Césarion d'Alexandrie

Césarion d'Alexandrie

A Lily

 

 

J’avais alors quinze ans et me voulais un homme ;

De maint puissant danger j’avais mordu la pomme,

Et les vertes amours du monde adolescent

Avaient déjà perdu leur charme effervescent

Au gré de mon désir précocement adulte.

J’étais aux yeux de tous marqué d’un signe occulte

Sur les bancs du lycée, où je m’évertuais

A m’armer de savoir au milieu des bluets,

Dont ni jeux, ni soucis, n’avaient sur moi d’emprise.

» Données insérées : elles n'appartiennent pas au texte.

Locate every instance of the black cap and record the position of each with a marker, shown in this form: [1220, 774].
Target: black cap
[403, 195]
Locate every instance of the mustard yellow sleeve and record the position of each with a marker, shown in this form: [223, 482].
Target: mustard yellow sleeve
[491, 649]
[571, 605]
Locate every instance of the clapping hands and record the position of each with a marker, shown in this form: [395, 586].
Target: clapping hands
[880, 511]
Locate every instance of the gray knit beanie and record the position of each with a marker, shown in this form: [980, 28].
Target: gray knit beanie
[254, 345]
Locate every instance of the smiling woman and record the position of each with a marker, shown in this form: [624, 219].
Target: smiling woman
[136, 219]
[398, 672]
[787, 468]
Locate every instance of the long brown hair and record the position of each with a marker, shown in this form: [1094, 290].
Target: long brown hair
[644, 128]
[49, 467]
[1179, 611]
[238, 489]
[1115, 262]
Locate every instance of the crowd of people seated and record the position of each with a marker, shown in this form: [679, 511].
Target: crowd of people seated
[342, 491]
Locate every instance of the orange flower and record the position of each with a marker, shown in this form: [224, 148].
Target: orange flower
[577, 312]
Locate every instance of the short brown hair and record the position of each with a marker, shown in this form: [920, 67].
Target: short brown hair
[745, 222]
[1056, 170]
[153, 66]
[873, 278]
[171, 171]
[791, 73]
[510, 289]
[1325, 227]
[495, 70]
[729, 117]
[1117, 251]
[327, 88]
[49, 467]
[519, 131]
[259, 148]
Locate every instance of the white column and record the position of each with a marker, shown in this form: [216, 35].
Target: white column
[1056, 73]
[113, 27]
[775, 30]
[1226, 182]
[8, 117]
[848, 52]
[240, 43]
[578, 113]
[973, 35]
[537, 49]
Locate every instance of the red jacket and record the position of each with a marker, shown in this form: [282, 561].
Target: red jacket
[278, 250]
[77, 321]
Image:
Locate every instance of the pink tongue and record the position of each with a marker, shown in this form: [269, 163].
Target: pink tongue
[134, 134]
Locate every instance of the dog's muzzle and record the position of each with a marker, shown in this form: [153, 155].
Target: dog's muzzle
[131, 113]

On m’avait recouvert d’une affreuse aura grise,

Et mon cœur à la longue aurait pu se damner,

Jusqu’à se renier par crainte de faner,

Si je n’avais croisé les yeux de cette femme

Dont les cours de français revigoraient mon âme

Et l’iris m’éveillait dans de secrets éclairs

Tandis que j’admirais ses courbes et ses airs.

O divine Lily ! J’aurais douté des anges

Si je n’avais connu ces merveilles étranges

Qu’entre tes mains, tes bras, en ton corps et tes seins,

Me dispensa l’amour en lumineux essaims

Durant de si longs mois, comme une grâce obvie,

En cette aurore sombre où s’enferrait ma vie !

Mais quel malheur ce fut lorsqu’on nous sépara !

Cette horrible douleur, qui jamais la dira ?

Que ce fut violent, infamant, hypocrite !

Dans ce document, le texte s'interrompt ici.